Однако, как ни странно, профессор, когда он в ударе, может быть совершенно очарователен. Порою он вполне способен искупить все свои грехи. И вот, во время поездки на большую соляную копь в Величку, что к югу от города, когда они сидят втроем на заднем сиденье заказанного в отеле лимузина, допотопного, но ухоженного «даймлера», пахнущего полиролем, профессор излагает свое хорошо отработанное исследование о польской соляной промышленности и ее тысячелетней истории ярко, увлекательно и уж никак не скучно. Профессор раскрывается во всем блеске своего таланта, снискавшего ему славу незаурядного лектора и пламенного оратора, тонко чувствующего аудиторию. Он уже не напыщен и не неловок.
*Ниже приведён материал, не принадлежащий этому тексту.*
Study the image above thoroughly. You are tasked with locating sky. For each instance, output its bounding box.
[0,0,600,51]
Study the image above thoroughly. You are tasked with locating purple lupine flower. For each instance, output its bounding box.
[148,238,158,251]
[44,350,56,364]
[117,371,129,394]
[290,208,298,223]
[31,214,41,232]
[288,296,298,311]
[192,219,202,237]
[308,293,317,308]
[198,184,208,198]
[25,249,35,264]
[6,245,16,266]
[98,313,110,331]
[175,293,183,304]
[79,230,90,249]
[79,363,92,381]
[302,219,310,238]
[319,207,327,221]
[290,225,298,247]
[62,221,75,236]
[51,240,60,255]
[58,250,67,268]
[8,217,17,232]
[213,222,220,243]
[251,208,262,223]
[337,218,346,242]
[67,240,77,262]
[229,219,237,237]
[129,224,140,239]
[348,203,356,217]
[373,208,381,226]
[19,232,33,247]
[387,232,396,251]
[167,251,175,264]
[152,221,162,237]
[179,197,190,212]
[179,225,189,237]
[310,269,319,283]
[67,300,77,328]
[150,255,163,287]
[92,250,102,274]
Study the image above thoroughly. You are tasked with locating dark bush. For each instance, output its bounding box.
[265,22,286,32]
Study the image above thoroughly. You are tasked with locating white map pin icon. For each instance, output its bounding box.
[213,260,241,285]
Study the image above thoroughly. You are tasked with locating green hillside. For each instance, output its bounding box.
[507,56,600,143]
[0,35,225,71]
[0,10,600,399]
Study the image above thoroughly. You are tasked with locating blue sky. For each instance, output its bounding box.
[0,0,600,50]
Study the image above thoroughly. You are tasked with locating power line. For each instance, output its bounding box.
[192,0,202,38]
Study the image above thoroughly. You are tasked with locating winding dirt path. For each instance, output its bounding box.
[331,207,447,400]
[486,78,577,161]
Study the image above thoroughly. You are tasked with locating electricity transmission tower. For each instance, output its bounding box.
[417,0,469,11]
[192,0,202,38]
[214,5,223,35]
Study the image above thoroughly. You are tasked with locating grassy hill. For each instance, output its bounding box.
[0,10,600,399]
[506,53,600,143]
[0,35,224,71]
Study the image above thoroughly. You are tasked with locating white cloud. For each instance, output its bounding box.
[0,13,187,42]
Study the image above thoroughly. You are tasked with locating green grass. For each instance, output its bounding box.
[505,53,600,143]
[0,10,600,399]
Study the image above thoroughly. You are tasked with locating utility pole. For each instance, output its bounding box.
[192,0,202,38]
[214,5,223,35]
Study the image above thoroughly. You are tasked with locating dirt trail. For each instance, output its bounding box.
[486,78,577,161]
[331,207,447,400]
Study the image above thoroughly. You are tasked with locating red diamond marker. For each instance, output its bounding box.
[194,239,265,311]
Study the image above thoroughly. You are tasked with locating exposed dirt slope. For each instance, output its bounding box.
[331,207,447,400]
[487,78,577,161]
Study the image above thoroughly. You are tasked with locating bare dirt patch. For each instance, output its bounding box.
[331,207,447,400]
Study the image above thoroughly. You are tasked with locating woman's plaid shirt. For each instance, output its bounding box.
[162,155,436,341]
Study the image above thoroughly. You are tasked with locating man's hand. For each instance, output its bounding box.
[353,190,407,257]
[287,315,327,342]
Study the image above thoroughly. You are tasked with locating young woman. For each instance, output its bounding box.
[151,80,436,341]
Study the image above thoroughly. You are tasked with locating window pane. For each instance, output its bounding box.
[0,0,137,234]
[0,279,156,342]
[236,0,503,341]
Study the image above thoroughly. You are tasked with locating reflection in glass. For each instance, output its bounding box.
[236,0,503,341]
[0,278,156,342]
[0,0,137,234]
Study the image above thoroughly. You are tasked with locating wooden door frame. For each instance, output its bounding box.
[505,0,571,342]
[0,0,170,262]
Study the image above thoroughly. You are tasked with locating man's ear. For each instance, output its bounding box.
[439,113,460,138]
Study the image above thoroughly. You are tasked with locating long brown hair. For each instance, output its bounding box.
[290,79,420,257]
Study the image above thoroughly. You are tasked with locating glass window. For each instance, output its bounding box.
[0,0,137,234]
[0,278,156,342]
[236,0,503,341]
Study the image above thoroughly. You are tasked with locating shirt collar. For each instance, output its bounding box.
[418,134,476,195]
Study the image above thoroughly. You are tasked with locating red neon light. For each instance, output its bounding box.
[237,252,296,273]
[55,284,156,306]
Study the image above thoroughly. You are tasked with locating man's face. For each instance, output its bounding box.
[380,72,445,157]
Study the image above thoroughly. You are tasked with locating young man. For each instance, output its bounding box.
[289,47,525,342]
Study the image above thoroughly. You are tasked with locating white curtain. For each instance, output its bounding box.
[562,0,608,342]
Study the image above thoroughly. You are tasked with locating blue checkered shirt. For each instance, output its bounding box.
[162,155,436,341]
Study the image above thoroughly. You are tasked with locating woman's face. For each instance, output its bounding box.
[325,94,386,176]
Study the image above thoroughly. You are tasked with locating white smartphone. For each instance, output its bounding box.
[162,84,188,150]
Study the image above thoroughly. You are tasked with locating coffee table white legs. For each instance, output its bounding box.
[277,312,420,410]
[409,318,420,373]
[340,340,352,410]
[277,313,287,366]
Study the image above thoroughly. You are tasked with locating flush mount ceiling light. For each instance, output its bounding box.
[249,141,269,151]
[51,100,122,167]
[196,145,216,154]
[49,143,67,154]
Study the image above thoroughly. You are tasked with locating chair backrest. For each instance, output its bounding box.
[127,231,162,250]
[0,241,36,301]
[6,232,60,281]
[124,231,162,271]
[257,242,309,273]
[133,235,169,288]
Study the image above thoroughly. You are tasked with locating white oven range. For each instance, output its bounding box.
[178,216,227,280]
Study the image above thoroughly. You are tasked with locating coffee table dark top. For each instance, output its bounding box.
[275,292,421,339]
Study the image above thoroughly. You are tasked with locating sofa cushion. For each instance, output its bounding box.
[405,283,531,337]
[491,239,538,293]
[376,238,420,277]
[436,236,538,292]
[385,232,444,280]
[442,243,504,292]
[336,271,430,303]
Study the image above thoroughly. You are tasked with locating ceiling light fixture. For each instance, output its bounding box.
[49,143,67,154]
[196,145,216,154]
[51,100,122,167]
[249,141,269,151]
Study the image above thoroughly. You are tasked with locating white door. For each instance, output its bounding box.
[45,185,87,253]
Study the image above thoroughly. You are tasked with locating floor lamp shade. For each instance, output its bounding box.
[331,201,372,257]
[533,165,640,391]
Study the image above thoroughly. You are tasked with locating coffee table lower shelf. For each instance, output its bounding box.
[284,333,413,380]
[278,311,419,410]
Имя князя, открывшего Величские копи, – Болеслав Застенчивый – вызывает приступ веселья; одна-две вовремя отпущенные грубоватые шуточки снова располагают к нему Дюррфельда. А Софи, глядя, как Дюррфельд откидывается на подушки, чувствует, что он все больше ей нравится. «Он совсем не похож на всесильного немецкого промышленника», – думает она. И бросает на него исподтишка взгляд – ее трогает отсутствие высокомерия, волнует исходящее от него скрытое тепло, его уязвимость – быть может, это всего лишь следствие своеобразного одиночества? Вокруг них все зеленеет: дрожит, раскрываясь, листва, поля пестрят цветами – польская весна во всей своей пышности. Дюррфельд искренне восторгается пейзажем. Софи чувствует его плечо и вдруг осознает, что кожа у нее вся покрылась пупырышками. Она пытается отодвинуться, но тщетно – сиденье слишком тесное. Она слегка вздрагивает, затем расслабляется.